For anyone who has interacted with a seedy pro-Trump element online, it isn’t merely the prospect of a twilight of the elites that shocks and terrifies. There is a distinctly ethnocentric element to Trump’s support. By the way, it’s one with which he is perfectly familiar and doesn’t regard as a liability, as exposed by his conspicuous refusal to denounce former Ku Klux Klan leader David Duke or his insistence that he’d have to judiciously vet white supremacist organizations before renouncing their support. But most average Trump supporters are by no means representative of these denizens of the fever swamps who hide behind anonymous online social-media profiles. The majority of his supporters are like most Americans; polite, tolerant, hard working, resentful of the direction in which their country is headed, and fearful for their children’s future. These people do not deserve to be condescended to, but they do deserve an honest appraisal of things. They’re not getting that from elites who stoke their allegedly “righteous anger,” which in truth many of them hope will retroactively validate their own long-held beliefs about the GOP’s failings.

Inchoate and directionless hatred is not productive; it’s self-defeating. Stewing resentment isn’t righteous; it’s self-indulgent. Self-pity isn’t constructive; it’s paralyzing. What makes conservatism such an unappealing philosophy when the alternative is the promise of largess confiscated from the faceless well-to-do is that it rejects the idea that one’s own lot is not of their making.
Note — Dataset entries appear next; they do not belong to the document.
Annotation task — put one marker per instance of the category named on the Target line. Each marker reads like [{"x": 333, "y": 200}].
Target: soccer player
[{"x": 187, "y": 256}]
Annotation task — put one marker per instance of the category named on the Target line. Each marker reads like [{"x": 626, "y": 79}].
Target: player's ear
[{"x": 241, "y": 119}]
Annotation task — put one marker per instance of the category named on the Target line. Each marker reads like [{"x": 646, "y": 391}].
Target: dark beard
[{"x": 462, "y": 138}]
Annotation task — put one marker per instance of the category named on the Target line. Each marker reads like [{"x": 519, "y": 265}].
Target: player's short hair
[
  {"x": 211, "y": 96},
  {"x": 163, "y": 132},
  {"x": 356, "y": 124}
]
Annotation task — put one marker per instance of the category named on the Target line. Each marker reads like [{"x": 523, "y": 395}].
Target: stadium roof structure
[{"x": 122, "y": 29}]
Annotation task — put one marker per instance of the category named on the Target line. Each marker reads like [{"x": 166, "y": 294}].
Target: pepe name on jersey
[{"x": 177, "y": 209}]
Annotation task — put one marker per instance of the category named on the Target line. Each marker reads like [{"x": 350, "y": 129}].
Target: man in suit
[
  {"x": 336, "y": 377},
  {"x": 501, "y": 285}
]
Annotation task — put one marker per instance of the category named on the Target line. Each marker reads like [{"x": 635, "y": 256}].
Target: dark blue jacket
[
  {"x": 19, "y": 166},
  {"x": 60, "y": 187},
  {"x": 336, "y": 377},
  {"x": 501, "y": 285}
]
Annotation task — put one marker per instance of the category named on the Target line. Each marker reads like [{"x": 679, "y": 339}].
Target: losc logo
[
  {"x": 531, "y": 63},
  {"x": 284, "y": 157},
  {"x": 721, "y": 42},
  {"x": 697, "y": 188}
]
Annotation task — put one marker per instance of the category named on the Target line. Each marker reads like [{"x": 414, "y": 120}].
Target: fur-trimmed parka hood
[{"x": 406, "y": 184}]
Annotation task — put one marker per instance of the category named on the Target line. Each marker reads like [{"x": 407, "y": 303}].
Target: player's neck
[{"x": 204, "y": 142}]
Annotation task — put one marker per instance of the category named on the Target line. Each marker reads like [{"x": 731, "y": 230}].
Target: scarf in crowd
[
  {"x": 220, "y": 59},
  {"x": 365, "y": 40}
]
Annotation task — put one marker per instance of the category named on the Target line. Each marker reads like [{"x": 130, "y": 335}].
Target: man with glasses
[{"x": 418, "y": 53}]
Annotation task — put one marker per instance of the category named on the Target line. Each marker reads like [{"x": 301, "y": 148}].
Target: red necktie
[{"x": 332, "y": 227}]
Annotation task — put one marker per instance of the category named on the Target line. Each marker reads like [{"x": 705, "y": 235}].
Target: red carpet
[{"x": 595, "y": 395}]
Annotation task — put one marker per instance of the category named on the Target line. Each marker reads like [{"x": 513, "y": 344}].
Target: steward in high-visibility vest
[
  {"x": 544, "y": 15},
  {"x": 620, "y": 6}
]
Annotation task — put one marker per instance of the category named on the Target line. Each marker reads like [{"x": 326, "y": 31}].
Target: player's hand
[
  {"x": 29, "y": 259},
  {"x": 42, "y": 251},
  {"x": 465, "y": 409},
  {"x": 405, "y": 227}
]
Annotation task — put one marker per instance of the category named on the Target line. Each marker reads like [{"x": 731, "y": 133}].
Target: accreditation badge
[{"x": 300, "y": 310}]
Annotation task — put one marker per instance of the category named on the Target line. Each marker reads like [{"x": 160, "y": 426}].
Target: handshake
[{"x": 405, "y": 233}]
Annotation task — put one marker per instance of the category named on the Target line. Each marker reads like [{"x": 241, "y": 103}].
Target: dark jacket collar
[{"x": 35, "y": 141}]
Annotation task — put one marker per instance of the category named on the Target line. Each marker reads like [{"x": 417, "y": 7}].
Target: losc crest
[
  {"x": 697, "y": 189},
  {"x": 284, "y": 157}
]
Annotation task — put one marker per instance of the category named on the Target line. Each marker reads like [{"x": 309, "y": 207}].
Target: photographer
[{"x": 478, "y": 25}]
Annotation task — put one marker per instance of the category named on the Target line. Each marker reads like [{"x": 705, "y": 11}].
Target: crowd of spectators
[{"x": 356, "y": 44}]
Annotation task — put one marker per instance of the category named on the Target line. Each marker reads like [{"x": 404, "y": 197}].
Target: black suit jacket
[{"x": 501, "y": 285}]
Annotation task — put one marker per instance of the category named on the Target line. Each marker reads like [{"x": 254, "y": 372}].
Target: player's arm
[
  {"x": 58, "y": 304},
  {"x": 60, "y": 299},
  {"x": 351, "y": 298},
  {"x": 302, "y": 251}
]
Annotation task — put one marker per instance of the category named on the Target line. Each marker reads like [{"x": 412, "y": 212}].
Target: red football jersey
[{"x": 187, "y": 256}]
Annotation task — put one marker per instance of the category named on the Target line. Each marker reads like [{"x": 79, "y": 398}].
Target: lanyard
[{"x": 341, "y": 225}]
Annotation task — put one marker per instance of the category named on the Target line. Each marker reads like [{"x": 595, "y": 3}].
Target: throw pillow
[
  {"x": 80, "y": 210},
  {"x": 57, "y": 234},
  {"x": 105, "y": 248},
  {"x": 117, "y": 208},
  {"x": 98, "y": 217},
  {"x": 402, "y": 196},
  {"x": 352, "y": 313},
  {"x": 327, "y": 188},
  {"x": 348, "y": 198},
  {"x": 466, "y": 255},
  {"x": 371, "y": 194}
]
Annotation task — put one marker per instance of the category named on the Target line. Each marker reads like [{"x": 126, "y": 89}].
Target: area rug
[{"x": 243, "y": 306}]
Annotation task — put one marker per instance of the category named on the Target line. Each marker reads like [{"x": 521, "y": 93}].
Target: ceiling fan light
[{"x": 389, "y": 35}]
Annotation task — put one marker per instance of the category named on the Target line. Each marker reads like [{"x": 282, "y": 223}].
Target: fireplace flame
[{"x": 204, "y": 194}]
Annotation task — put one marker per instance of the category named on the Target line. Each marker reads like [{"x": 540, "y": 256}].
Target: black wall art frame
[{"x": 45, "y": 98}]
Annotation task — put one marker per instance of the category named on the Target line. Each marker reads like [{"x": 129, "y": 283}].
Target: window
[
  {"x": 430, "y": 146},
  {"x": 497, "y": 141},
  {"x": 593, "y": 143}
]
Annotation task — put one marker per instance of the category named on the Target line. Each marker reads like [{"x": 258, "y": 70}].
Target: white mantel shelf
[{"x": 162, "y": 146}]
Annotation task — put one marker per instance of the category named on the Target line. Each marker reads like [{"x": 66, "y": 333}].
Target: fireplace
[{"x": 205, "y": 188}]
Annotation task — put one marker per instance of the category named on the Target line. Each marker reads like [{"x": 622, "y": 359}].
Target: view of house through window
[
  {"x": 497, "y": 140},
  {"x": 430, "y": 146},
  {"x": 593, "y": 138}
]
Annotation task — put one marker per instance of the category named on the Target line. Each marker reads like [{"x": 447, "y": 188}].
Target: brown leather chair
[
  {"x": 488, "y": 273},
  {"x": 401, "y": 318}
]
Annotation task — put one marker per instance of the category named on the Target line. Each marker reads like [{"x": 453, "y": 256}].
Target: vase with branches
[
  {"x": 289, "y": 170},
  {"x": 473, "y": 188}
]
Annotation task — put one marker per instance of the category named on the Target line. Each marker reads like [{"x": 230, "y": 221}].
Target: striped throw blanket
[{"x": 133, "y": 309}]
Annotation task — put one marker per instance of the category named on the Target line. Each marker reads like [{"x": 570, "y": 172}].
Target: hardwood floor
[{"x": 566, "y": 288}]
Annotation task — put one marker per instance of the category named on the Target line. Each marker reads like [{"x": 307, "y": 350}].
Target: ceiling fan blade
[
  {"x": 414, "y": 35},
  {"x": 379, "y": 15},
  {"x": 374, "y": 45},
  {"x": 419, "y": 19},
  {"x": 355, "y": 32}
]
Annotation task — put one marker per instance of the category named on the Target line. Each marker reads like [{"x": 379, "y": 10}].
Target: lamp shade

It is a philosophy that rejects blame shifting when confronted with adversity. This is, at root, why Trump’s rise is a rejection of conservatism. For those who aren’t imposing upon him their hopes and are instead listening to what he’s proposed, his platform is not a positive one. He promises nothing so much as a cathartic release for people who want to see the pain they’ve experienced for so long meted out to others. This is a toxic philosophy and one that will only heighten public resentment when the relief their Savior has promised fails to materialize.

If conservatism’s lot is the wilderness, it will not be the first time. If, however, the conservative movement were to determine that it must appeal to the angry and displaced and, in so doing, must shed its attachment to individualism and classical liberalism, it will be a defunct belief structure. Voters and the conditions that compel them to cast their ballots change, but the foundational assumptions of conservatism do not. Courage is standing before the mobilized and seething mob and telling them that they are, if not wrong, acting in ways that are counterproductive. Sadly, the conservative movement hasn’t recently been characterized by much courage.